この事実は、ニコラ・ドゥセが「『ASTRO BOT』のメイキング」と題して行ったGDC 2025プレゼンテーションで明らかになった。チーム・アソビのディレクターは、このプレイステーションプラットフォーマーの制作過程でこれまで未公開だったプロトタイプやお蔵入りとなったコンセプトを公開した。
ドゥセはまず、アストロボットの起源について語り始めた。2021年にチーム・アソビが結成されてからわずか数ヶ月後に構想され、このプロジェクトは経営陣の承認を得るまでに23回も企画書の改訂を経ていた。興味深いことに、スタジオは最初、コアとなるゲームプレイの柱を描いた漫画スタイルのイラストで彼らのビジョンを提示していた。
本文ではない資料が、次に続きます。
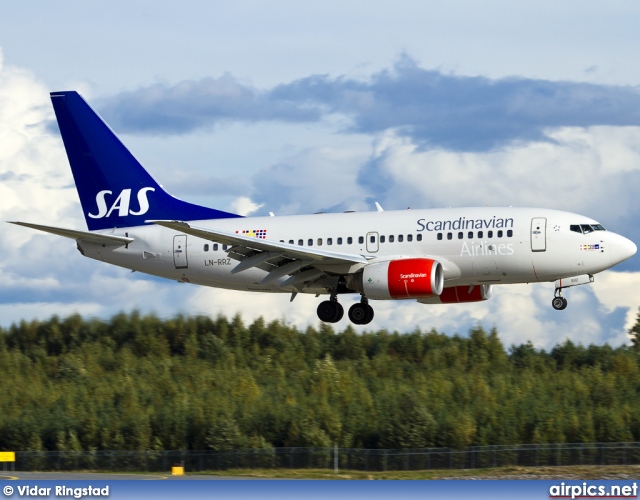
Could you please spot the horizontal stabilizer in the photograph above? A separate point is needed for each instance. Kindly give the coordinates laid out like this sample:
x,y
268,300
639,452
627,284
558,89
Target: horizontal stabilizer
x,y
108,239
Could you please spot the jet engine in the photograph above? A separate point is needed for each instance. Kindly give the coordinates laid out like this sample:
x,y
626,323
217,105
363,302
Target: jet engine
x,y
460,294
399,279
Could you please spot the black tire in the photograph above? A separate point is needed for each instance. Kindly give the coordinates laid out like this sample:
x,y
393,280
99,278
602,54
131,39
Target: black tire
x,y
330,312
361,314
559,303
358,314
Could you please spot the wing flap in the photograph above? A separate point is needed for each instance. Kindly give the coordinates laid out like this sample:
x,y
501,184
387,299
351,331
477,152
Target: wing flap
x,y
284,249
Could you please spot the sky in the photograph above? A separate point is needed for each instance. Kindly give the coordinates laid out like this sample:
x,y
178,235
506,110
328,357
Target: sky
x,y
292,108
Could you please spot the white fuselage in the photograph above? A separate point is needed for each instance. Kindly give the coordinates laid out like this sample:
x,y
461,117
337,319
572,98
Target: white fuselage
x,y
474,245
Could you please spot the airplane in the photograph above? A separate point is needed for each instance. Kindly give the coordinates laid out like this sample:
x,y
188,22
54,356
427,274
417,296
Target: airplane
x,y
434,256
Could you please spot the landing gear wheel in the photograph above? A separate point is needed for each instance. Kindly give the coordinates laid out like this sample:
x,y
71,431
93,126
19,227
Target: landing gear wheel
x,y
361,314
330,311
559,303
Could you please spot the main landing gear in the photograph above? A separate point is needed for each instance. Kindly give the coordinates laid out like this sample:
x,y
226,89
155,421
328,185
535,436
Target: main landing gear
x,y
331,311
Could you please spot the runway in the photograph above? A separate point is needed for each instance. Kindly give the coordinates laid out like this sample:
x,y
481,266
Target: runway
x,y
110,476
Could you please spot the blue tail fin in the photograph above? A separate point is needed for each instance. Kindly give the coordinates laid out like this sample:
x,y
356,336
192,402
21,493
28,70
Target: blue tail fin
x,y
115,190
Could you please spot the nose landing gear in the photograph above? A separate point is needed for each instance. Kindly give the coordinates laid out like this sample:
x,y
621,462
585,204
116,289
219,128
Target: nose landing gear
x,y
559,302
330,311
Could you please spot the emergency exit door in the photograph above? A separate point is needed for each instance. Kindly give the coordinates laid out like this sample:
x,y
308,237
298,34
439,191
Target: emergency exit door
x,y
180,251
538,234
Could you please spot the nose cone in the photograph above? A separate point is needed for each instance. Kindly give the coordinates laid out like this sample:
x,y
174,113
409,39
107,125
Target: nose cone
x,y
621,249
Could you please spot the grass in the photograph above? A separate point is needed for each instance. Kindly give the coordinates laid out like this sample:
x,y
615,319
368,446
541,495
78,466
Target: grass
x,y
561,472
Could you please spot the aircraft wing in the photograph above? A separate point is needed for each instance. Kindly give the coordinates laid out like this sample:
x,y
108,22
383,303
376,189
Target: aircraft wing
x,y
108,239
278,258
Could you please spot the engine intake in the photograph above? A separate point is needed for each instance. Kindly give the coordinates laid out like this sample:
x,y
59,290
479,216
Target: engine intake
x,y
399,279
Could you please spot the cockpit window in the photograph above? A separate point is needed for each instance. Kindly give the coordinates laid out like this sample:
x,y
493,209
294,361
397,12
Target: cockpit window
x,y
586,228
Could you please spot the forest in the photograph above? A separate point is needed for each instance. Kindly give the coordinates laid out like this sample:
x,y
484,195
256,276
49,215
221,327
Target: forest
x,y
137,382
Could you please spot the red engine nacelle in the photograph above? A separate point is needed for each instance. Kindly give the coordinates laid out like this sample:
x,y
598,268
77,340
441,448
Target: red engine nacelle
x,y
400,279
460,294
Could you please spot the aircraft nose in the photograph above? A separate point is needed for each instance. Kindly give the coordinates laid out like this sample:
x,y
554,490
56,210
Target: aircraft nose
x,y
621,249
クリエイティブディレクターは、チーム・アソビの型破りなブレインストーミング手法について詳述した。そこでは、5〜6人の多分野にわたる開発者グループが手書きの付箋紙を使ってアイデアを生み出していた。これにより、可能性を秘めたゲームプレイ要素で満たされた魅力的なコンセプトボードが作成された。
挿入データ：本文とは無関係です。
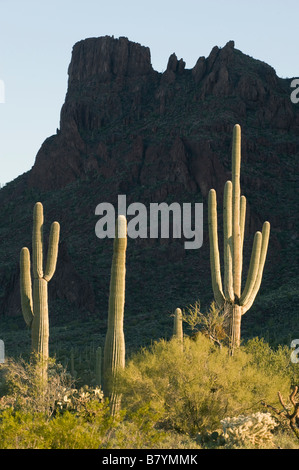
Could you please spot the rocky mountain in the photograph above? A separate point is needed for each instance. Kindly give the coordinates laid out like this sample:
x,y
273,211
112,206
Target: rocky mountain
x,y
126,129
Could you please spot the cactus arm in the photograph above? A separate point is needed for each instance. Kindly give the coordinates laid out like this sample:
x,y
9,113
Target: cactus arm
x,y
26,286
227,238
242,219
214,250
253,268
37,241
236,233
52,251
262,260
40,325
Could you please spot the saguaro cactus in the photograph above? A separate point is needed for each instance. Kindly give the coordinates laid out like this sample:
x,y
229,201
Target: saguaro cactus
x,y
234,213
114,349
35,305
178,324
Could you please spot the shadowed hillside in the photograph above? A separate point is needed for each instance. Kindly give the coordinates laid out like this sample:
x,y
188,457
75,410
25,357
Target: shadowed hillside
x,y
156,137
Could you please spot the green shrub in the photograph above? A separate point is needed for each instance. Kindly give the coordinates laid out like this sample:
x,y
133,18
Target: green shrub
x,y
195,389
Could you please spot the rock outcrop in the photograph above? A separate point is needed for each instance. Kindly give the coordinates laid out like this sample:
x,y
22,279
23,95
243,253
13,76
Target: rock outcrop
x,y
127,129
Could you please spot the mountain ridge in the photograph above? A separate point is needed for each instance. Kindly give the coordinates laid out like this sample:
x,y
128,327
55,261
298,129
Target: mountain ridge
x,y
127,129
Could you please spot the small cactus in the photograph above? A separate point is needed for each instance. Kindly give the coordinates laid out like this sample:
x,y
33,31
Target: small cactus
x,y
178,324
114,350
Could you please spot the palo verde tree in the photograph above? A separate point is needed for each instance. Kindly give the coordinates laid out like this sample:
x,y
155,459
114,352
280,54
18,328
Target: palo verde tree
x,y
230,295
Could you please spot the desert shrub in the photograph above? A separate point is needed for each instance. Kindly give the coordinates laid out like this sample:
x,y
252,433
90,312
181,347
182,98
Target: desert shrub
x,y
255,430
195,389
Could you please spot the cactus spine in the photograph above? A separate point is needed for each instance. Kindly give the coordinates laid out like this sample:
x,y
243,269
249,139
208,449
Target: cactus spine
x,y
114,349
234,213
35,304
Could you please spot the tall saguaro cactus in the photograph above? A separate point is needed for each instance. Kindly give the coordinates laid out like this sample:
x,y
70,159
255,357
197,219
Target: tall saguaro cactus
x,y
114,350
231,296
35,304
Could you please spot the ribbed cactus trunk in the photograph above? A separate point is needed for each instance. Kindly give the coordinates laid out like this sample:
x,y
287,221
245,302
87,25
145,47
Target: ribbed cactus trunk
x,y
234,213
178,324
114,350
35,304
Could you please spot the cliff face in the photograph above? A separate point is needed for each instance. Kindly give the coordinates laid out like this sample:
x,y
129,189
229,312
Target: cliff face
x,y
117,105
127,129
ドゥセによれば、ブレインストーミングで生まれたアイデアのうち、プロトタイプ段階に進んだのはわずか10%だった。スタジオは専任のプロトタイピングプログラマーを維持しており——その中にはプラットフォーミング以外の実験に特化した者もいた——それが最終的には、愛されるスポンジの仕組みのような重要なメカニクスを生み出すことになった。

プレゼンテーションでは、最終版に採用されることのなかった数多くのプロトタイプコンセプトが紹介された。それらには以下が含まれる:
- テニスミニゲーム
- ゼンマイ仕掛けのおもちゃのメカニクス
- 実働するルーレットホイール
- コーヒーを挽くゲームプレイ

ドゥセは、レベルデザインに関するアストロボットの厳格な「繰り返し禁止」方針を強調した。鳥をテーマにしたいくつかのステージは、既存のステージと似た猿の仕組みが含まれていたため、破棄された。「我々はコンテンツ量よりも独自性を優先した」とディレクターは説明した。

プレゼンテーションの締めくくりとして、当初のアストロボットの感情的ラストシーンについての新事実が明かされた。それは完全にバラバラにされた主人公を登場させるものだった。これはプレイテスト中に非常に悲痛であると判明し、今日プレイヤーが体験するバージョンへと調整を促した。